The Anxiety of Influence, or, Indiana Jones, the Maya, and Tom Swift’s Retroscope!

by Stephen Houston, Brown University

Most Mayanists credit their interest in the civilization to a gripping lecture, the National Geographic magazine, perhaps a TV special or accessible book. Mine comes from an almost embarrassing source: Tom Swift and His Electronic Retroscope, a small volume published in 1959 by “Victor Appleton II” and later re-issued as Tom Swift in the Jungle of the Mayas (Figure 1). The author was likely James Duncan Lawrence, a writer and sometime school teacher under contract to the Stratemeyer Literary Syndicate (Serafin and Bendixen 2003:8). J. Graham Kaye, a real person, did the illustrations when not churning out figures for the Saturday Evening Post and other magazines.

Figure 1.  Cover by Graham Kaye.
Figure 1. Cover by Graham Kaye.

The Stratemeyer Syndicate was better known for the Nancy Drew and Hardy Boys mysteries—and for chapters that always ended in an exclamation point! But in Tom Swift, Jr., they found a true hero for every nerd. Ray Kurzweil, Isaac Asimov, and Steve Wozniak were admitted fans (http://mg.co.za/article/2009-05-02-the-future-is-going-to-be-very-exciting). From Tom, Jr., too, came Jonny Quest and the indispensable Venture Bros., along with a neat equation: Tom Swift the elder (Tom, Jr,’s father, hero of an earlier series that featured Motor Cycles, Submarine Boats, and Giant Cannons) = Dr. Benton Quest = Dr. Jonas Venture. Awesomely rich, each dad headed his own scientific oligarchy. The Electronic Retroscope offered more. It had Maya temples, a giant, jungles, pyramids, carvings, inscriptions, and the device itself. The retroscope could read and restore ancient texts and pictures of the Maya! It revealed designs and mathematical formulae, alien ones! At 8 ya, I was sold on the Maya and their glyphs. And, securely tenured, I don’t mind confessing that influence now.

Some years ago, with more elevated material, the literary critic Harold Bloom wrote The Anxiety of Influence: A Theory of Poetry (1973). A treatise about the limits of creativity, it proposed a state of “anxiety” in which younger writers (“ephebes”) sought to escape and “swerve” from their precursors. Mediocrity awaited those who could not escape or counter that “influence.” I should hope that I have escaped the influence of Tom Swift—although I crave a similar apparatus. Yet, to my knowledge, no one has noticed that a major Hollywood production, Indiana Jones and the Kingdom of the Crystal Skull (2008), also concerned with aliens, hidden temples, and a hodgepodge of Pre-Columbian civilizations, lifts one of its main sets and premises from Kaye’s cover for His Electronic Retroscope. There, in the “Temple of Akator,” soon to zoom into other dimensions, sit skeletal aliens around the walls of a circular chamber (Figure 2). Bad Maya glyphs adorn their thrones. A quick glance at Kaye’s chamber underscores the limits of Hollywood’s imagination. Note the same seated skeletons in a circular “Maya” chamber. The adjoining text booms with the same claptrap about aliens.

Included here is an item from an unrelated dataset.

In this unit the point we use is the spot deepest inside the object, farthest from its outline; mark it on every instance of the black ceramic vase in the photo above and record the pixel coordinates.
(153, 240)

Figure 2. Inside the Temple of Akator.
Figure 2. Inside the Temple of Akator.

Tom Swift, Jr., still has his readers, ready to be influenced, as in Hollywood. But they seem hardly to “swerve” into the originality of that teenage genius and his creators.

References Cited:

“Appleton, Victor, II.” 1959. Tom Swift and His Electronic Retroscope. Grosset and Dunlap, New York.

Bloom, Harold. 1973. The Anxiety of Influence: A Theory of Poetry. Oxford University Press, New York.

Serafin, Steven R., and Alfred Bendixen. 2003. The Continuum Encyclopedia of American Literature. Continuum, New York.

2 thoughts on “The Anxiety of Influence, or, Indiana Jones, the Maya, and Tom Swift’s Retroscope!

  1. Mark Van Stone December 30, 2014 / 6:58 AM

    Great backstory, Steve!
    I, too was enthralled and inspired by Tom Swift (Sr.) as a youngster, via the “elder” Victor Appleton’s (ca. 1930-40) titles, originally bought by my uncle. Later, encountering the TS Jr. stories, I found them a little insipid, programmed, compared to the originals. So hard to create a sequel to match the original. My own intro to Maya was, I hate to admit, via von Däniken’s “Chariots of the Gods” … Which luckily led me to the albums of Henri Stierlin, and eventually to Linda Schele. …Close call!
    Best, Mark V

  2. Norman Kwallek December 30, 2014 / 6:43 PM

    And, securely tenured, I don’t mind confessing that influence now.-And about as good of argument for tenure as I’ve come across. No academic should have to look over his/her shoulder when speaking their mind.

    My start with bagging ruins was a vacation to Yucatan in the 80s.